Survival of the lordliest

Sat, Sep 15, 2012, 01:00

   

HISTORY: Making Ireland English: The Irish Aristocracy in the Seventeenth Century By Jane Ohlmeyer Yale University Press, 668pp. £40

JANE OHLMEYER has already contributed enormously to promoting awareness of the interconnections between the histories of Britain, Ireland and continental Europe. In Making Ireland English she draws and expands on her earlier work to provide an arresting, original and richly contextualised appraisal of the fortunes of the “resident nobility” in 17th-century Ireland.

The book breaks new ground in several respects. First, where previous authors have tended to work on either side of the wars and confiscations of the middle decades, Prof Ohlmeyer treats the period 1603-92 as a single unit and seeks evidence of continuity between events in Ireland before the 1641 uprising and what transpired after 1660, when Charles II recovered the throne – left vacant since 1649, when his father was beheaded.

Second, where most previous accounts of 17th-century Ireland have emphasised the coincidence between sociopolitical and confessional divisions in the country, Ohlmeyer demonstrates how respect for rank and familial connections sometimes persuaded those at the apex of the social pyramid to disregard religious differences in the interest of peer solidarity.

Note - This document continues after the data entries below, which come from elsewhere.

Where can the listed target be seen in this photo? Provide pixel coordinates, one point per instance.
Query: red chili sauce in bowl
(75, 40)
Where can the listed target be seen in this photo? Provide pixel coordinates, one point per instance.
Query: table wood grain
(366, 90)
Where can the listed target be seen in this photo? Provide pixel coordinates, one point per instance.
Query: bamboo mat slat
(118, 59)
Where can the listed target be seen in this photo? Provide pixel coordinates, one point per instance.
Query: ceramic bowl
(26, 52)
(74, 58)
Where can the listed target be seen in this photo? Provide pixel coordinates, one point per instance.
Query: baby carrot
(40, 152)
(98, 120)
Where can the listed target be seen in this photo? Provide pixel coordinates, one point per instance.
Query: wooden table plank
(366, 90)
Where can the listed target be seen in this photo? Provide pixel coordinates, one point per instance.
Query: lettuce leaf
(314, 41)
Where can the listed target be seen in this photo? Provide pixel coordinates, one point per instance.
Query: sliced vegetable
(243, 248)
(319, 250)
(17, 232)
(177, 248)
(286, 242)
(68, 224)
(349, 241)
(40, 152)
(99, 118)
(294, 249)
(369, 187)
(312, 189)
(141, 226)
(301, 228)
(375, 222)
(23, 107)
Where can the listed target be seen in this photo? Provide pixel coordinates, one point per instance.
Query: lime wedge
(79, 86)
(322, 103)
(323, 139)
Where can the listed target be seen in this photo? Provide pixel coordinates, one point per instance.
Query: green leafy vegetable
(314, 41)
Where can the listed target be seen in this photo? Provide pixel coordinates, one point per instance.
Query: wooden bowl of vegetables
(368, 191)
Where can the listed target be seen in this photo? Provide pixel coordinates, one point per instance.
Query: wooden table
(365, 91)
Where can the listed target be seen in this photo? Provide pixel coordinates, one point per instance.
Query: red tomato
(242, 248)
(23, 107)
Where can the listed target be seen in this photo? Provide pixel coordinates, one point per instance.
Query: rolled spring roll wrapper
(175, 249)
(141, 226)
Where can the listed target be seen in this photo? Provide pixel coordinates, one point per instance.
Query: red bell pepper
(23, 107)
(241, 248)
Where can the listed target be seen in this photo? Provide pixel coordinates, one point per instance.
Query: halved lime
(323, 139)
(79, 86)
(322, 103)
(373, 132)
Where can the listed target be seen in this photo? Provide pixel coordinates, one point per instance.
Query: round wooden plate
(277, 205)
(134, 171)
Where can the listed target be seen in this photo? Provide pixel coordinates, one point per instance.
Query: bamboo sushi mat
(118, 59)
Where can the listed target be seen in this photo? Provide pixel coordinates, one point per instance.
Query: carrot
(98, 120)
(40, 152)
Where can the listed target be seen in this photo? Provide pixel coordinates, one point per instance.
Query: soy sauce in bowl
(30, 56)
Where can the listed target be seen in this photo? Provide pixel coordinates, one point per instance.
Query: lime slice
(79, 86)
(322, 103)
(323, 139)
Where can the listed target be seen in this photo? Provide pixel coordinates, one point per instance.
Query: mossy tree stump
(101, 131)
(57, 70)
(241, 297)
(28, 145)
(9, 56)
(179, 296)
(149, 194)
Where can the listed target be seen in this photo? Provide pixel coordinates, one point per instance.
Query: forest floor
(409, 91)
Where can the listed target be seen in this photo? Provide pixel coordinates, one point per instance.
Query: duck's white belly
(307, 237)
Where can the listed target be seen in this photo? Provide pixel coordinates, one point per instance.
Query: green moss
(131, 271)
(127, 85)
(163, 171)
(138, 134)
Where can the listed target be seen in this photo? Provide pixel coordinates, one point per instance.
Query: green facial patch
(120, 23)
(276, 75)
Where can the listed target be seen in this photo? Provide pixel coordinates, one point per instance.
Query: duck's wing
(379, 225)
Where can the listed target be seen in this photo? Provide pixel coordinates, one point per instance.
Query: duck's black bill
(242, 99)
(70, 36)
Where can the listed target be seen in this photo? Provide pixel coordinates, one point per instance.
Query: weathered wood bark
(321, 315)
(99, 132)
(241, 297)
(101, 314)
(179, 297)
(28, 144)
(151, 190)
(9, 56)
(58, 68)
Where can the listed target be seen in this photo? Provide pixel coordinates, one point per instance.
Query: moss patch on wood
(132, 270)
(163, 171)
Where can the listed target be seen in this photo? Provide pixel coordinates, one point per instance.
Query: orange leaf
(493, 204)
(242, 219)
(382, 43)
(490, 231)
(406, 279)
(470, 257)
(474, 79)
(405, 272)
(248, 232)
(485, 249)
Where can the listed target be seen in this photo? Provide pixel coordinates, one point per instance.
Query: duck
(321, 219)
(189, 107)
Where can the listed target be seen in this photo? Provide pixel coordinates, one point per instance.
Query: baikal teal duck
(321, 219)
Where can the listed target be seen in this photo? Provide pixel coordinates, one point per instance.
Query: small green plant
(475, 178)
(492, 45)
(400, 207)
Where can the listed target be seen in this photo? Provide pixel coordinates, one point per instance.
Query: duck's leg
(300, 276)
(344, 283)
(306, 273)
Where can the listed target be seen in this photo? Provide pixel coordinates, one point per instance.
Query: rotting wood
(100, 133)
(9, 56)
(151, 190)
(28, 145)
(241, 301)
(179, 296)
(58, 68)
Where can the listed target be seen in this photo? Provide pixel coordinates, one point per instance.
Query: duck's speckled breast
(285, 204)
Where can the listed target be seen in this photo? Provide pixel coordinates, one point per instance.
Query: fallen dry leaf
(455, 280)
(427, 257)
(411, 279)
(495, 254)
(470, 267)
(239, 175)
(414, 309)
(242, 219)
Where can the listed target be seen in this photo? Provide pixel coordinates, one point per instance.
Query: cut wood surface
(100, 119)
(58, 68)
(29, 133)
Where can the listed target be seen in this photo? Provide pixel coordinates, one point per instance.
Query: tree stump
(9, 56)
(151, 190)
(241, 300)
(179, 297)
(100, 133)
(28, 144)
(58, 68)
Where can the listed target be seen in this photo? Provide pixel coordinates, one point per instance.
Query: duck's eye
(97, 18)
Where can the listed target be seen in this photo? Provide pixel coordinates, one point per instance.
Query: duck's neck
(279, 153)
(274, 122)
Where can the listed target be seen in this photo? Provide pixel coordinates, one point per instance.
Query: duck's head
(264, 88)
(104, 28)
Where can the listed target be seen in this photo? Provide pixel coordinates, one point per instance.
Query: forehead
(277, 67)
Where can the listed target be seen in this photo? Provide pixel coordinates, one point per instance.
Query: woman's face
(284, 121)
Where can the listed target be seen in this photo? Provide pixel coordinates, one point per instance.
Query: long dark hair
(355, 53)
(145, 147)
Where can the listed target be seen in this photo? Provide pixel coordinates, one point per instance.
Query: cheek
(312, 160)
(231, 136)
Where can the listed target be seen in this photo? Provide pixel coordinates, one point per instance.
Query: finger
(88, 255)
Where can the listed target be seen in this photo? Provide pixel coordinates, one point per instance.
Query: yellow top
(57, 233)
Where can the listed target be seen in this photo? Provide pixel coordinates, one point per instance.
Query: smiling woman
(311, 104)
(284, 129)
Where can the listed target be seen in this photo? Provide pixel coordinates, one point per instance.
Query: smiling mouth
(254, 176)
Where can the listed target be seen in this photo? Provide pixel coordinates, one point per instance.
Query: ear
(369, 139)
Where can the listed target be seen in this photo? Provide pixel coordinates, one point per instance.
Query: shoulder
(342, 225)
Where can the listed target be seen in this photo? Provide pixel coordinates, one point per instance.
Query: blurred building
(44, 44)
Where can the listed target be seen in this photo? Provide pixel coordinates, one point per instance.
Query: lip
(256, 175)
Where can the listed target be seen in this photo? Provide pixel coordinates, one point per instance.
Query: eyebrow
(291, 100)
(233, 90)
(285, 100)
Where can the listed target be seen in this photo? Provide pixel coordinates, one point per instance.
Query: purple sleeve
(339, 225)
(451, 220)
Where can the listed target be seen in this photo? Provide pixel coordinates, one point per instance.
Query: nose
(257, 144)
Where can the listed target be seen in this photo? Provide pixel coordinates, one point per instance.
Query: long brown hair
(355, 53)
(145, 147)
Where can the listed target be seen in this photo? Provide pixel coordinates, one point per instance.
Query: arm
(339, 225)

Third, where traditional narratives of 17th-century Irish history have dwelt on competition between the diverse ethnic groups – the Gaelic Irish, the old English, new English Protestants and Scottish Protestants – included within Irish society, Ohlmeyer contends that social cleavage in Ireland, as in most other European countries of the 17th century, was determined by rank rather than by religion or ethnic origin. To sustain this proposition she writes about the premier rank: those who had been ennobled by the crown.

Ohlmeyer finds that about 70 such nobles were resident in Ireland at any given time in the 17th century. In so far as she can segment their families into subcategories, it is to distinguish between those who came from “ancient” stock of Gaelic and Anglo-Norman ancestry and those who had been ennobled by James I, Charles I or Charles II and whose initial contact with Ireland had occurred in the context of serving the crown there.

She shows how the need for any such distinction diminished over time because many of the “new” noble families compensated for what might be described as “a pedigree deficit” by forging marriage alliances with their “ancient” counterparts, while the latter strove to dilute any residual “barbarism” in their households by seeking brides for their potential heirs in the noble houses of England.

Nearly all members of the new noble families were ardent Protestants, with but a few lapsing to Catholic heresy through intermarriage, while ancient nobles divided fairly evenly between those who had become Protestant and those who remained Catholic. However, those of the ancients who had conformed in religion continued to cherish Catholic relatives and dependants.

Ohlmeyer also finds that new families frequently constructed ostentatious funeral monuments in Ireland as testaments to their acquired status, while ancient nobles, who had inherited ancestral tombs in Ireland, often aspired to make their final resting place in England, even in Westminster Abbey.